As part of Howard Stern’s on-air circus, Boothwyn’s Kenneth Keith Kallenbach achieved the cheap notoriety that now passes for fame. But with it came tabloid-type run-ins with the law — including the one that led to his sordid, mysterious death at age 39

“Come on in and get a ride,” he told her, according to a police affidavit based on the girl’s original version of events. “I know your mother; she told me to pick you up.” The girl says she ignored him. The traffic signal blinked to green. She was walking through the intersection when Kallenbach turned in front of her and got out of his car.

It’s me — Kenneth Keith!

What happened next — what precipitated the girl dialing 911 shortly thereafter from a nearby CVS parking lot, “shaking and crying,” according to the report — is unclear, and likely to remain so. That Kallenbach would approach a stranger, however, strikes those who knew him as not only possible, but utterly probable; he was constantly doing this, offering his card, smiling goofily, announcing It’s me — Kenneth Keith! Do you know who I am? Indeed, for a man who’d spent all of his adult life chasing celebrity, it was part of the job. There were no limits to how far he’d go, no potential ignominy too severe.

And, evidently, no distinction whatsoever between the concepts of fame and notoriety.

In the end, five weeks later, as he lay dying in a hospital bed with two prison guards stationed outside his room, it became clear that Kenneth Keith Kallenbach, regardless of his actual guilt or innocence, had paid an awful price for not knowing the difference.

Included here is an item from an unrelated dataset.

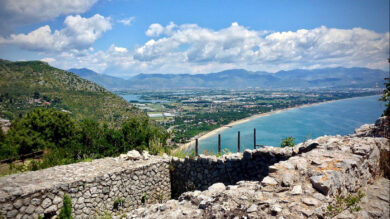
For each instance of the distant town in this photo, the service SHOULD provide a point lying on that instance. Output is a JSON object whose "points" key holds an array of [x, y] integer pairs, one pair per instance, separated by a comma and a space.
{"points": [[189, 113]]}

“THE WINNER OF this round gets a copy of my CD with prank phone calls, the Doobie Brothers anthology, and, as a tribute to my friend Kenneth Keith Kallenbach, who passed away last month, I’ve got a copy of his CD, Legacy. You all knew who Ken was, right?”

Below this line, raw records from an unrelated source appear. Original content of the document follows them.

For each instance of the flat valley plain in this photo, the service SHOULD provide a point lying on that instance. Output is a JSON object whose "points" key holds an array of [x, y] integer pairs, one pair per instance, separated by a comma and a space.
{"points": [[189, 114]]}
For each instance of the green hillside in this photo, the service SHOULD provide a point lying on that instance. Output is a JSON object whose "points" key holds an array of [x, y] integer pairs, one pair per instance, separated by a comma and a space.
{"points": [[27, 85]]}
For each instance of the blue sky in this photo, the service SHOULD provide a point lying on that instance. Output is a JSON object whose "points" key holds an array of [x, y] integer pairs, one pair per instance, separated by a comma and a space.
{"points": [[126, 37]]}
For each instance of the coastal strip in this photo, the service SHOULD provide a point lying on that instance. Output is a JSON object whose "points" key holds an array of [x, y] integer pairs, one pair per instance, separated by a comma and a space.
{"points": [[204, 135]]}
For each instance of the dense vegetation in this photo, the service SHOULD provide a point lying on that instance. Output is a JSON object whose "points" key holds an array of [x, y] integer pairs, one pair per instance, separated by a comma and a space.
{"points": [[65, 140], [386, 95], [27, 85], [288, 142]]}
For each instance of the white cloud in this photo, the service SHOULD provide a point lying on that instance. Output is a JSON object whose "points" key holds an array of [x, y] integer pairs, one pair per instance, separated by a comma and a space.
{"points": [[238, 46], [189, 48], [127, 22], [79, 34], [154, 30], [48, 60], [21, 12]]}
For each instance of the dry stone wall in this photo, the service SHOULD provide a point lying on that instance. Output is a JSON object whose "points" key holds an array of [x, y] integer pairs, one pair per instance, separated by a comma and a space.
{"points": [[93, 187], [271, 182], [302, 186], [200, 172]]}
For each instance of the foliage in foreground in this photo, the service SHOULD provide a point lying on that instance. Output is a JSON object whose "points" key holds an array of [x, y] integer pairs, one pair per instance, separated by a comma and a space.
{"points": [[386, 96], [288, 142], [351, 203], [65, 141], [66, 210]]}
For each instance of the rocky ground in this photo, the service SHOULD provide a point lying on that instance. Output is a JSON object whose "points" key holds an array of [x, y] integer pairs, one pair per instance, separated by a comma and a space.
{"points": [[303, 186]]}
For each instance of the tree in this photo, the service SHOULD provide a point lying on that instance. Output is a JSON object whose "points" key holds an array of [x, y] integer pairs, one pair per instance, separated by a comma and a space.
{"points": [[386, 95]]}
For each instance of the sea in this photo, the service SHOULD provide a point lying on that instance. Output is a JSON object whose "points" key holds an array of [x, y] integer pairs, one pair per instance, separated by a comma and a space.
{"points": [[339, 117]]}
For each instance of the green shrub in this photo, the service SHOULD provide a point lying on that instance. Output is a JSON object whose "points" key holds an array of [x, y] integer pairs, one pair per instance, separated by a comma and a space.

If any of the middle-aged, margarita-swilling plebeians here do, on Trivia Night at the Tex Mex Connection in Montgomery County, they certainly don’t let on. I’ve come to meet the contest’s regular host, the legendary Captain Janks, né Tom Cipriano, a fellow suburban Philadelphian and Kallenbach’s closest friend from Stern’s Wack Pack. In between rounds, we sit in the back in an empty dining room, where Janks, 42, who lives in an apartment across the street and works at a gas station nearby, nervously chain-smokes Kools. He has a reputation as one of the greatest prank callers of all time — this is the man who told CBS’s Dan Rather, live on air just after the explosion of the space shuttle Columbia, that debris had fallen on his home in Texas and he’d discovered a tooth belonging to a Stern producer — so I’m surprised by how mild, and how small, in physicality and personality, he comes across in person. For much of our conversation, he fights back tears.